Nicht nur Literatur und Kunst, auch die Musik kann Transmissionsriemen judenfeindlicher Einstellungen sein. So ist die Passionsmusik Bachs gerade in den Fokus der Aufmerksamkeitsökonomie gerückt.

Ist hier nicht ganz pauschal von "den Juden" die Rede? Werden sie hier nicht völlig undifferenziert für die Kreuzigung Jesu verantwortlich gemacht? Flackert damit nicht der alte Gottesmordvorwurf neu auf? Ist das heutigen Juden in Deutschland zumutbar? Der Antisemitismusbeauftragte des Landes Niedersachsen, Gerhard Wegner, hat das Problem soeben identifiziert und gefordert, aus Solidarität mit den heutigen Juden die Aufführungen von Bachs Johannes-Passion eine Zeit lang auszusetzen.

Wegner hat gesellschaftspolitisch recht: Die Solidarität ist geboten, denn jüdisches Leben ist heute auch in Deutschland wieder gefährdet, es ist, als habe der Imperativ "Nie wieder" der Pädagogik nach Auschwitz keine Früchte getragen. Wegner hat auch in theologischer Hinsicht recht: Die unterschiedlichen Stränge des kirchlichen Antijudaismus sind selbstkritisch aufzuarbeiten und Liturgie, Katechese und Theologie an den Standards wissenschaftlicher Erkenntnis auszurichten. Historische Kontextualisierung und kritische Kommentierung sind die Instrumente, die Texte der Tradition zu bearbeiten.

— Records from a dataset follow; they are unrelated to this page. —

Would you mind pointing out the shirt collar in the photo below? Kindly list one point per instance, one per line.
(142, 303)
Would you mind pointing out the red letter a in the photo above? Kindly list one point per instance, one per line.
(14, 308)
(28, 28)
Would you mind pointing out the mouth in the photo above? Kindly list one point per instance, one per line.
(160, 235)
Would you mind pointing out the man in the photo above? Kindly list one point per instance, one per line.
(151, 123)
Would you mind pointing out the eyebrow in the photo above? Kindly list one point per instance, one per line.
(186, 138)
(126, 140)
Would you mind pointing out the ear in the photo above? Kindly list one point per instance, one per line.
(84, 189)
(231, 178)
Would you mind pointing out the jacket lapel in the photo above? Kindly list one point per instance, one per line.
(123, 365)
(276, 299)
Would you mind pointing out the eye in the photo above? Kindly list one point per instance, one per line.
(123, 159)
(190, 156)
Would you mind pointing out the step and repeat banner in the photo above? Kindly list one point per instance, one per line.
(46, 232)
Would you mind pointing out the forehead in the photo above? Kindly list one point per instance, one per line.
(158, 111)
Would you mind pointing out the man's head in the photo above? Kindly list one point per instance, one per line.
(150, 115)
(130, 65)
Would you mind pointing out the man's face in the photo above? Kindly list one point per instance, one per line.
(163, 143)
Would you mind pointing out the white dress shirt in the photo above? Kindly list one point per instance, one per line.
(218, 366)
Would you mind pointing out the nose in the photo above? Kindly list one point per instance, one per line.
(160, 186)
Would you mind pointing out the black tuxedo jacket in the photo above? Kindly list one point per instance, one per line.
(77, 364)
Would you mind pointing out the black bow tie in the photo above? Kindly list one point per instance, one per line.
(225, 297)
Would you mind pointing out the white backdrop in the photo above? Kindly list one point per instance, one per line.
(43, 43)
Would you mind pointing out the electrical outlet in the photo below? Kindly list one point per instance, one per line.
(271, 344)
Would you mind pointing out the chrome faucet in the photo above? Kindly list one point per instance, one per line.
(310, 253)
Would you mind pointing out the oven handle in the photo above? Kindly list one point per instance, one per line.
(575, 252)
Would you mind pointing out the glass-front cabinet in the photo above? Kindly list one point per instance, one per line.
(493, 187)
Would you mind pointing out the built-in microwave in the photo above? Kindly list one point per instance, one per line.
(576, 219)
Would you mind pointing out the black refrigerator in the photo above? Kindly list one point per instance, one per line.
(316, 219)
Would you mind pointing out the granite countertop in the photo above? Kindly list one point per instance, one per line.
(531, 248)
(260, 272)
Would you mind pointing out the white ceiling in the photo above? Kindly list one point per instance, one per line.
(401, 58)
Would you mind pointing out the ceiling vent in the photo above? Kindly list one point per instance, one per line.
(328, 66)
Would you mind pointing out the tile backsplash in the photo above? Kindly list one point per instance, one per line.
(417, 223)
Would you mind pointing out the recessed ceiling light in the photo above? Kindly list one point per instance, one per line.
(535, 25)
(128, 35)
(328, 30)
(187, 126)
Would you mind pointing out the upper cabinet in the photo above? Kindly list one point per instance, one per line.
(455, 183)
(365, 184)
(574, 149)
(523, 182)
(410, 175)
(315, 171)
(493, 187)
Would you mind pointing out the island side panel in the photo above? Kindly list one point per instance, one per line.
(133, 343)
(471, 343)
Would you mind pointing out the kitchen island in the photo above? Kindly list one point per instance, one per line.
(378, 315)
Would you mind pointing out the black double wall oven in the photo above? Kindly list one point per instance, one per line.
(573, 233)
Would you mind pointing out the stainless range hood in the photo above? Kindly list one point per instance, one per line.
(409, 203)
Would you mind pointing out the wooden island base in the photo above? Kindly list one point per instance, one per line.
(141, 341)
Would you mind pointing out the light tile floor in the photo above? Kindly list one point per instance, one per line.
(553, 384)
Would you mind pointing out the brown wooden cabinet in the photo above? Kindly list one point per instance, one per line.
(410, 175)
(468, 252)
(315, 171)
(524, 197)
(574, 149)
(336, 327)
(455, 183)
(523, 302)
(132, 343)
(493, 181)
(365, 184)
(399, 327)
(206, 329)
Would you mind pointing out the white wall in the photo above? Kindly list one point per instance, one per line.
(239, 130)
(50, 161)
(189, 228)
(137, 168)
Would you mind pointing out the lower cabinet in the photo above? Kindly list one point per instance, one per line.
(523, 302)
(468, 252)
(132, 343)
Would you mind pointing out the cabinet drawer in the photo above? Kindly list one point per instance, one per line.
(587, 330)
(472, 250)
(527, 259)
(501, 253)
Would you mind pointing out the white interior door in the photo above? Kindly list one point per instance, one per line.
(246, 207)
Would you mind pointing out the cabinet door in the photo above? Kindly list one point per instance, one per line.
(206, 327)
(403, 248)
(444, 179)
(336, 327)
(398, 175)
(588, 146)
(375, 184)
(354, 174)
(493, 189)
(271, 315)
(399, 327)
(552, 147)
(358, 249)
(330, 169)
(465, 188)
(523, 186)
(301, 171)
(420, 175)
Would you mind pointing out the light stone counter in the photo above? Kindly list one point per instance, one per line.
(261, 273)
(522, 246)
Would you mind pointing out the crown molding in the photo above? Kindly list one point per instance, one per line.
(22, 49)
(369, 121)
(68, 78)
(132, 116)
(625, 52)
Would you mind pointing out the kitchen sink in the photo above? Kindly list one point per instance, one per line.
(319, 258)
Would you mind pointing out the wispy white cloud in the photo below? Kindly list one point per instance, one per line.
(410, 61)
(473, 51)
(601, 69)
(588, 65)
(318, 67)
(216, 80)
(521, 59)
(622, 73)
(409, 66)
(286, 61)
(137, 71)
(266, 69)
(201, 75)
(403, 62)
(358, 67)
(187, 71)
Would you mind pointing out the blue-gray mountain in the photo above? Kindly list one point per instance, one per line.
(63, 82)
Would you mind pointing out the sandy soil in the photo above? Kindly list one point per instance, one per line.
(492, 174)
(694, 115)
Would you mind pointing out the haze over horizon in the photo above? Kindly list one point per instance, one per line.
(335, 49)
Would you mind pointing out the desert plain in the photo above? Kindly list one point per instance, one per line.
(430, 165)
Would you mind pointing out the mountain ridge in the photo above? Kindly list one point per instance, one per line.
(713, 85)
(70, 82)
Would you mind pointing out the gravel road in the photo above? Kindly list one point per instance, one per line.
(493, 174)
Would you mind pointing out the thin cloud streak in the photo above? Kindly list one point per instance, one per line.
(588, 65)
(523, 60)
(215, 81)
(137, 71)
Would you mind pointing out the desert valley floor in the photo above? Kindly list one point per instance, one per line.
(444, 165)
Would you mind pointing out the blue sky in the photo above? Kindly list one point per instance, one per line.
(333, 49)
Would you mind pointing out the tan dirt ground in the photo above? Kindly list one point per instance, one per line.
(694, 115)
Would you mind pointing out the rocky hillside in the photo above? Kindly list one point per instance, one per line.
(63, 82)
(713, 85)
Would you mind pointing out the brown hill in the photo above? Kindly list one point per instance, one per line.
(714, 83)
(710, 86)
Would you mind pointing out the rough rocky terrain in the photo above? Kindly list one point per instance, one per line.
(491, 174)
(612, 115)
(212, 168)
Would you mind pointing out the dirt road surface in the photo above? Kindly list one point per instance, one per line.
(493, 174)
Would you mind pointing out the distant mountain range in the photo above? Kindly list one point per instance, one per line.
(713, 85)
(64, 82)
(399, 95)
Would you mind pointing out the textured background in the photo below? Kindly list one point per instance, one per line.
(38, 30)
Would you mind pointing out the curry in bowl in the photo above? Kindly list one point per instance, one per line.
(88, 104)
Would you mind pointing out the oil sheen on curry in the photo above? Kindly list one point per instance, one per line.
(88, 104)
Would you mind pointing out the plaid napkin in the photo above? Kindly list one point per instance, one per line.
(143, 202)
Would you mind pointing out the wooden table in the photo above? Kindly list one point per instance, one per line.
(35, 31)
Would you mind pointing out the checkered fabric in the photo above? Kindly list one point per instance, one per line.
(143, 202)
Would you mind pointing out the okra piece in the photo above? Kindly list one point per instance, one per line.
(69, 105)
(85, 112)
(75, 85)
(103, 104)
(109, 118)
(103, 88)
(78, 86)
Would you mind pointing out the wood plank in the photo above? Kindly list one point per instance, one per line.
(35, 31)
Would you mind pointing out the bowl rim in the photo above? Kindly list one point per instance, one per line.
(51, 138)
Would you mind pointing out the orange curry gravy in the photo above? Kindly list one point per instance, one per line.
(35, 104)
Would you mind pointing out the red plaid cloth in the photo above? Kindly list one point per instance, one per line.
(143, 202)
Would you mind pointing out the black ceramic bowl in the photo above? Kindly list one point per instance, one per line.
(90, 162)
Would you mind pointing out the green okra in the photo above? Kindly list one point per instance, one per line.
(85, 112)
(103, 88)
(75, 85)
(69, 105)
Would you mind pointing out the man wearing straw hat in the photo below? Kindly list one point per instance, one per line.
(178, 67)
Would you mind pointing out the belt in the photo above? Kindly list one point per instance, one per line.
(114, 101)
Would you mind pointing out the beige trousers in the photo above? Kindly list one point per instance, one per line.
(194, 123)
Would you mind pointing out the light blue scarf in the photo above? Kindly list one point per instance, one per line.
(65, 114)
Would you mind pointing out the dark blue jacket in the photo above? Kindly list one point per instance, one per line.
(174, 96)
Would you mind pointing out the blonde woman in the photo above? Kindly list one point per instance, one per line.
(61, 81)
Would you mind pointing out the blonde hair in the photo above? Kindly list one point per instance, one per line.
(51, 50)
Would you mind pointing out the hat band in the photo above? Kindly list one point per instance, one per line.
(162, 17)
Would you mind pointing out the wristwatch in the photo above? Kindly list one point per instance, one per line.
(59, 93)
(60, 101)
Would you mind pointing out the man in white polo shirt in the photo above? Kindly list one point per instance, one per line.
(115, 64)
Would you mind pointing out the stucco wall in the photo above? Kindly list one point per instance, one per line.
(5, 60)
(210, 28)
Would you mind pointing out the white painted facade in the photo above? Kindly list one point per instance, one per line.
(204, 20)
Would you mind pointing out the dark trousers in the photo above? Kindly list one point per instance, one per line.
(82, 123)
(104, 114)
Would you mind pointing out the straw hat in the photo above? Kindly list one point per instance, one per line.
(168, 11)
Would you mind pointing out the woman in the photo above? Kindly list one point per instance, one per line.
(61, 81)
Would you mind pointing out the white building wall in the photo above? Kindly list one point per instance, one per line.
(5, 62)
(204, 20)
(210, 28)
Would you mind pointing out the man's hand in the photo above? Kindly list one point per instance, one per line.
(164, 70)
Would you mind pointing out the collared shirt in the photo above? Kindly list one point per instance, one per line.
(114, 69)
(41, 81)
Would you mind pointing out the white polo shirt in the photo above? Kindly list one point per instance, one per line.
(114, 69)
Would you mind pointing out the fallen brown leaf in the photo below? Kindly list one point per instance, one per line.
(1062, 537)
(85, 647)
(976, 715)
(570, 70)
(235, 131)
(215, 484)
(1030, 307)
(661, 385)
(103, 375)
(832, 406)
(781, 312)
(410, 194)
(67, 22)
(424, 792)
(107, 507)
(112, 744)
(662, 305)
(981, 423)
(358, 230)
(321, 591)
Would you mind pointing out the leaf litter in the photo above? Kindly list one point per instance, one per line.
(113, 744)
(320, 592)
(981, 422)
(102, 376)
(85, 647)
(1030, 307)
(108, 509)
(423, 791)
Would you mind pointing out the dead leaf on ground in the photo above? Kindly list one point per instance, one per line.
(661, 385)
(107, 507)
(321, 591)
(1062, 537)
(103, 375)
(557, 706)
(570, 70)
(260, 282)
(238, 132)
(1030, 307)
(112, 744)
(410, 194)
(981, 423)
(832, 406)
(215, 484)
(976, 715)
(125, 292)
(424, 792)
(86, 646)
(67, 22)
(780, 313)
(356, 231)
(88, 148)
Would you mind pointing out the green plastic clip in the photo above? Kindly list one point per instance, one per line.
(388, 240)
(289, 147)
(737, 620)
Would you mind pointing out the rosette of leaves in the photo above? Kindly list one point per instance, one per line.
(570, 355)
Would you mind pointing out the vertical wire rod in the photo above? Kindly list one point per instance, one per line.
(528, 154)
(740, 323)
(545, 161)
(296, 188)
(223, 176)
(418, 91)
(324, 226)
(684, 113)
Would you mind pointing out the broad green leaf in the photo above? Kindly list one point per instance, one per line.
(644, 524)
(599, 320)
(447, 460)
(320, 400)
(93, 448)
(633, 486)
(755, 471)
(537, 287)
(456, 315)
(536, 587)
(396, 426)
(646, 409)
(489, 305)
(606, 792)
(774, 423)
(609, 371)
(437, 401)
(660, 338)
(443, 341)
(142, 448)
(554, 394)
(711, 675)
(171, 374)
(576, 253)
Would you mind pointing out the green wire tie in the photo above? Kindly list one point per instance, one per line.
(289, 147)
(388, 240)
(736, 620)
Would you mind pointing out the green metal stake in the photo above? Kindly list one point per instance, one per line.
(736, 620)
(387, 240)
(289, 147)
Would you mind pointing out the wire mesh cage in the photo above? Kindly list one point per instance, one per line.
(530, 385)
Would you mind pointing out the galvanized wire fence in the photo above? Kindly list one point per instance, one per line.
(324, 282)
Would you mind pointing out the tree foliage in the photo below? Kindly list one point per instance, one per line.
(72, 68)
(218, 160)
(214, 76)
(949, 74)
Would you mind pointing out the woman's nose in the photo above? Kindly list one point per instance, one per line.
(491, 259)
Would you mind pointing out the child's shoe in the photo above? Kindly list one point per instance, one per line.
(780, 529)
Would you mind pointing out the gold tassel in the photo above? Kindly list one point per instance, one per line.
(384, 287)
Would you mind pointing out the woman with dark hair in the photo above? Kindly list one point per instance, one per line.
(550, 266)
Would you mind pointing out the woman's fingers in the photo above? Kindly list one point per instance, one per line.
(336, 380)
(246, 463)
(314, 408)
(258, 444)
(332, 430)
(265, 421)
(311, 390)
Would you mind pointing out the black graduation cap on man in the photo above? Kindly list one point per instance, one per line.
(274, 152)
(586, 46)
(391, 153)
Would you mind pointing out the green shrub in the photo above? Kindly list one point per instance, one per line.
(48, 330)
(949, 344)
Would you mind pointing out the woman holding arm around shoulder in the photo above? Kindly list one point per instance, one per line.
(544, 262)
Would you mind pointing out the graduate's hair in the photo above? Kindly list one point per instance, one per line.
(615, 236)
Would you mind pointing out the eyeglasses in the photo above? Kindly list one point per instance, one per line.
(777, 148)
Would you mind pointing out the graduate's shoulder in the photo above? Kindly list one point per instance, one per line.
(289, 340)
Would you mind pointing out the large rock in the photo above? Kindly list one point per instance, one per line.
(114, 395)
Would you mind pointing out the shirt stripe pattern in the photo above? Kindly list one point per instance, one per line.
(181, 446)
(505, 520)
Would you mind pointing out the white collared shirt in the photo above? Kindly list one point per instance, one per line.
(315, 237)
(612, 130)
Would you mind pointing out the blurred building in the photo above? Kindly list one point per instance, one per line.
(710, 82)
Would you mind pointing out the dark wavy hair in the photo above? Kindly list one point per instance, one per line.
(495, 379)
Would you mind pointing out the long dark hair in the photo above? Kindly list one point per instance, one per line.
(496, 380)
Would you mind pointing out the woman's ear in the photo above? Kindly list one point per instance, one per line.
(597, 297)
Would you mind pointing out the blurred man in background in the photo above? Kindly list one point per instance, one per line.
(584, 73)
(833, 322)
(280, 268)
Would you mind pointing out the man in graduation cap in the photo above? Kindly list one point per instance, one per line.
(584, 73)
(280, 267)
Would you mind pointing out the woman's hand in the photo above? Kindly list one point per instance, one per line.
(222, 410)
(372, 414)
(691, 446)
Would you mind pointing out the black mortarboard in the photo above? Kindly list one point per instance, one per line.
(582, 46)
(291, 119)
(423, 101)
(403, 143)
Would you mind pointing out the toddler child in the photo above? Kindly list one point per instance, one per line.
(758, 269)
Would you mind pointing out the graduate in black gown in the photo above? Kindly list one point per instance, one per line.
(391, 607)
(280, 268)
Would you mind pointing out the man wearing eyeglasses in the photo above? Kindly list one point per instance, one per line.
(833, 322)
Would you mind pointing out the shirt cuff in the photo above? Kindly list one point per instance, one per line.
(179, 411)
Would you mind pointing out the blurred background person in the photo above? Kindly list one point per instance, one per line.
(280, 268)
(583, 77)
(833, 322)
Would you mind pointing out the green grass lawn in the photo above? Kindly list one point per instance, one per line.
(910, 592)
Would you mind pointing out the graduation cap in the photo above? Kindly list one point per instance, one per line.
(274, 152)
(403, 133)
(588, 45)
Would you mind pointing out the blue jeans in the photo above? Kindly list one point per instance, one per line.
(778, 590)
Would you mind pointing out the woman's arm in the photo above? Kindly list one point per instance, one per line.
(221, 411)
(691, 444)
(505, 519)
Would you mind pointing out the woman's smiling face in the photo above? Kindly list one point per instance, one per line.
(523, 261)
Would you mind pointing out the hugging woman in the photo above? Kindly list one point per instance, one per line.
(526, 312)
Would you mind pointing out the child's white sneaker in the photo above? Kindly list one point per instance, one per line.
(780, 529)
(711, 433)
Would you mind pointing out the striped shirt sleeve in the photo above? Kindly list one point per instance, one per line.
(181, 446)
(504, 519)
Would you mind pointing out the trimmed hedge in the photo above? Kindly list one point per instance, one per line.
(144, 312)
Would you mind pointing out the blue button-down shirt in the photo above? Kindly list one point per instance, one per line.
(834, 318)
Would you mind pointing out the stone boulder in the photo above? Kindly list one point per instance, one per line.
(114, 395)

Ein Problem schafft man nicht aus der Welt, indem man Verbote ausspricht, Zensuren vornimmt oder kanonische Texte umschreibt.

Aber ein Problem schafft man nicht aus der Welt, indem man Verbote ausspricht, Zensuren vornimmt oder kanonische Texte umschreibt. Die Forderung, die Aufführung von Bachs Passionsmusik interimistisch auszusetzen, ist falsch. In einer Verlängerung solcher Zensuroptionen müsste man auch die Rezitation des Johannesevangeliums im kirchlichen Gottesdienst untersagen, es modelliert ja die Gegnerschaft zwischen dem Juden Jesus und "den Juden" besonders scharf heraus und bemüht sogar den Topos der "Synagoge des Satans". Wegner spricht von der "Suggestion, dass die Juden am Tode Jesu schuld seien". Ein Choral in Bachs Johannes-Passion weist in eine andere Richtung. Auf die Frage: "Wer hat dich so geschlagen?" lautet die Antwort nicht etwa "die Juden", sondern: "Ich, ich und meine Sünden". 

Ob zudem ausgerechnet das Auditorium von Bach-Passionen einen Hotspot heutiger Judenfeindschaft darstellt? Neben der erschreckenden Wiederkehr des Antisemitismus im politisch rechten wie linken Spektrum sind wir heute verstärkt mit Formen eines importierten Antisemitismus konfrontiert – ein Problem, das islamische Intellektuelle wie Bassam Tibi und Mouhanad Khorchide wiederholt angemahnt haben. Alle diese Formen des Antisemitismus aus Solidarität mit den Juden in Deutschland zu bekämpfen, ist das Gebot der Stunde. Nicht aber die Zensur der Passionen von Bach.